Limiting connection scope

Take the packet filter in Windows' kernel.

You don't need a product at all for this purpose. Just modify the routing table, and have a single host route to this box only.

Yours, VB.

Thanks Volker, but I don't think this will achieve what I'm looking for. We want to prevent a workstation from connecting to any hosts other than the intended one. Isn't the routing table dynamic? Even if we edit it, won't it get re-written?

If you don't have routing protocols: no.

Yours, VB.

assuming the workstation is not running OSPF or RIP or other dynamic routing protocol, then no, it is not really dynamic. (OK< It CAN change if it gets an ICMP redirect sent to it, but how likely is that?)

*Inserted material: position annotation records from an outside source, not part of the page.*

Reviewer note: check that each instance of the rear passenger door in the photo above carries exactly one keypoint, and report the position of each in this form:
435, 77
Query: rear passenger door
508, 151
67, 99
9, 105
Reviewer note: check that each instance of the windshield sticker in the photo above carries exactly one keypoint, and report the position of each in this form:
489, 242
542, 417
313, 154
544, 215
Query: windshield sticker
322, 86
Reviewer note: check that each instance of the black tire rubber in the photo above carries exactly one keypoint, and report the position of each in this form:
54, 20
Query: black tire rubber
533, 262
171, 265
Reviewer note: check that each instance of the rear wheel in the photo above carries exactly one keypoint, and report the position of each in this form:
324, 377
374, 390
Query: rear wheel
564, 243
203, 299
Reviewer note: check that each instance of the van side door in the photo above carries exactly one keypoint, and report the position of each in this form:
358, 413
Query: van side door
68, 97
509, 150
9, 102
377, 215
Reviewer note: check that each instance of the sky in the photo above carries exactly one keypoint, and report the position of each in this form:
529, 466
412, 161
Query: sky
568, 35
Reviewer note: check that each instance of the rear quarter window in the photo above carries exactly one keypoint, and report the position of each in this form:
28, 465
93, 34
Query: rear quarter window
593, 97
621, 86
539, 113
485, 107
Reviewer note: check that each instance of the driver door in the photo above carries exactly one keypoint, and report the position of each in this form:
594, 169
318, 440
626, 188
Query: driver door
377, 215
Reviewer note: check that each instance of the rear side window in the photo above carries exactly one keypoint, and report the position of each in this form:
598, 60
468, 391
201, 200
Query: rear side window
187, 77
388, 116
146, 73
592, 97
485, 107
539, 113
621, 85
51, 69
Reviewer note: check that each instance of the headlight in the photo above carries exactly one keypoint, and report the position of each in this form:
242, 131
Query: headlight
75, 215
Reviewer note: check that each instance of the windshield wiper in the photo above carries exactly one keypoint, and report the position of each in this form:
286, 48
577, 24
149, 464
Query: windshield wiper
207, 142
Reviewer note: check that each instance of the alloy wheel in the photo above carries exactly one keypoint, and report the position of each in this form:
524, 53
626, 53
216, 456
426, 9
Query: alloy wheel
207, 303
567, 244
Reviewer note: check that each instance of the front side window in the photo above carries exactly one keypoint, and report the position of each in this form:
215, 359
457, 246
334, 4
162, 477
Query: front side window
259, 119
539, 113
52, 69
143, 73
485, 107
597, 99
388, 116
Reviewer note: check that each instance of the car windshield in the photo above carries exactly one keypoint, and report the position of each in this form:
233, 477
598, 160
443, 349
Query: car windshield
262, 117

So for instance, (assuming it is a windows box) and you want to blackhole all connections to 192.168.xx.xx local nets, you could do something like "route add 192.168.0.0 MASK 255.255.0.0 "

Can be disabled easily.

But unlikely enough that I wouldn't bother.

Ipsec policies will do that for you. Setup the filters so your workstation can only connect to one destination.

Wayne McGlinn Brisbane, Oz

On Fri, 5 May 2006 09:27:39 +1000, Wayne spoketh

If there's Domain Authentication involved, remember to allow connections to a DC and DNS server.

Lars M. Hansen

Does that require connection via Ipsec to those services?

Try reading the following:

Thanks Wayne. :-)

Thanks everyone for your responses to this.